Dans le futur, la robotique interventionnelle va jouer un rôle de plus en plus important, en particulier en médecine vasculaire, une discipline qui concentre les plus grandes urgences, qu’elles soient hémorragiques ou thrombotiques (délivrance, déchocage, accident de la route, rupture de la rate etc.). Et ce, d’autant plus que le facteur temps est un facteur majeur du pronostic vital fonctionnel et que le meilleur traitement est l’embolisation et donc le recours au cathétérisme. Or, la robotique interventionnelle fait gagner ce temps précieux en opérant à distance et en évitant ainsi de transférer le patient depuis son site d’accueil d’urgence. Mais ce recours grandissant à la robotique interventionnelle n’est pas sans poser des questions quant à son impact sur l’organisation des soins et sur les professions de santé elles-mêmes, comme le prévoit le Pr Grise : « La robotique interventionnelle intervient déjà dans des champs étendus qui pourront s’étendre encore plus demain. Il n’y a pas de limite en termes de spécialités concernées. Plus encore, la robotique va transcender la notion même de discipline médicale, laquelle va devoir se restructurer. Il en va de même pour les métiers : par exemple, les métiers de l’imagerie, tels que le radiologue, vont rejoindre les métiers du geste tels que le chirurgien. Il va falloir repenser et redéfinir les contours des métiers pour travailler ensemble. » Une réflexion qui ne s’arrête d’ailleurs pas aux frontières des métiers médicaux mais concerne également les métiers paramédicaux : vont en effet devoir être instaurées de nouvelles coopérations interprofessionnelles qui, pour être mises en place, nécessiteront une formation à l’utilisation du robot. Enfin, « il sera probablement nécessaire d’engager une réflexion éthique avec l’ensemble des acteurs impliqués, dont les associations de patients et d’usagers, afin de garantir la pérennité de la relation humaine entre le professionnel de santé et le patient. Il est certain que la consultation d’annonce sera d’autant plus importante pour rassurer sur l’activité humaine et la place du robot. »

Le saviez-vous ?

Le terme robot est apparu pour la première fois en 1921, dans la pièce du dramaturge tchécoslovaque Karel Capek « R.U.R (Rossumovi Univerzalni Roboti) ». Le mot robot est en réalité un néologisme tiré du mot tchèque « robota » qui signifie « travail, corvée ».

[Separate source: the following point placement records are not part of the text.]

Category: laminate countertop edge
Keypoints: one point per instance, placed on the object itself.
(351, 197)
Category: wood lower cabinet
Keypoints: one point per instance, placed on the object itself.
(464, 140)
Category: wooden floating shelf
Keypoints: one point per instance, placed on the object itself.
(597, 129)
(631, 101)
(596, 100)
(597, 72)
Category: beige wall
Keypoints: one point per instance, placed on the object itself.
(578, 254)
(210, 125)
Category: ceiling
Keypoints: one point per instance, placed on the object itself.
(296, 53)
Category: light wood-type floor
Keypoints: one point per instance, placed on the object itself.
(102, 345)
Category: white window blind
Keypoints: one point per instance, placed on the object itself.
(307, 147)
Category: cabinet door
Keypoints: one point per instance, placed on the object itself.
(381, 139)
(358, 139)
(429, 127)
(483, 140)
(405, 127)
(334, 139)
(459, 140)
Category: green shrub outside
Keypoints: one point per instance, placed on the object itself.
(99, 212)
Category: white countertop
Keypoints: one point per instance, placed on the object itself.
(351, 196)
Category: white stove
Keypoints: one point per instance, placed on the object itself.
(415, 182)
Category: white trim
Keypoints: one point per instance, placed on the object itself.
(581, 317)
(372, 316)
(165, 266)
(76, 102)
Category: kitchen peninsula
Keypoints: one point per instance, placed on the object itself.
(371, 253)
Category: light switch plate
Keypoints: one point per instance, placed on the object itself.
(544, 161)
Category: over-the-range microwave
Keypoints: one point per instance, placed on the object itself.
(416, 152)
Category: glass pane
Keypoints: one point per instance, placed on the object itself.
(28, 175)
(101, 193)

Un entrainement de haut niveau

Il existe des simulateurs pour permettre aux chirurgiens de s’entraîner à la manipulation des robots. « On reproduit, au moyen d’une console opératoire, des opérations reconstituées, exactement comme le font les pilotes d’avion pour s’entraîner au vol, explique le Professeur Grise. C’est très important d’un point de vue éthique et quant à une éventuelle inquiétude du patient. Cela répond à un critère essentiel dans la tradition médicale française : jamais la première fois sur le patient. Jadis, on regardait faire le maître, puis on l’aidait avant de faire seul. La simulation permet d’apprendre et répéter les gestes, à l’envi. En outre, cela offre un avantage pour la formation puisque les simulateurs indiquent les performances et permettent donc d’évaluer les chirurgiens. » Assurément, demain, ce sera là une exigence légale voire de la part des assurances. La preuve en est que la simulation commence à intégrer les cursus même si elle n’est pas obligatoire.

(Sources : British Medical Journal, Circ Cardiovasc Interv, Cardiovascular Revascularization Medicine, The American Journal of Cardiology, BMC Public Health, Journal of the American College of Cardiology)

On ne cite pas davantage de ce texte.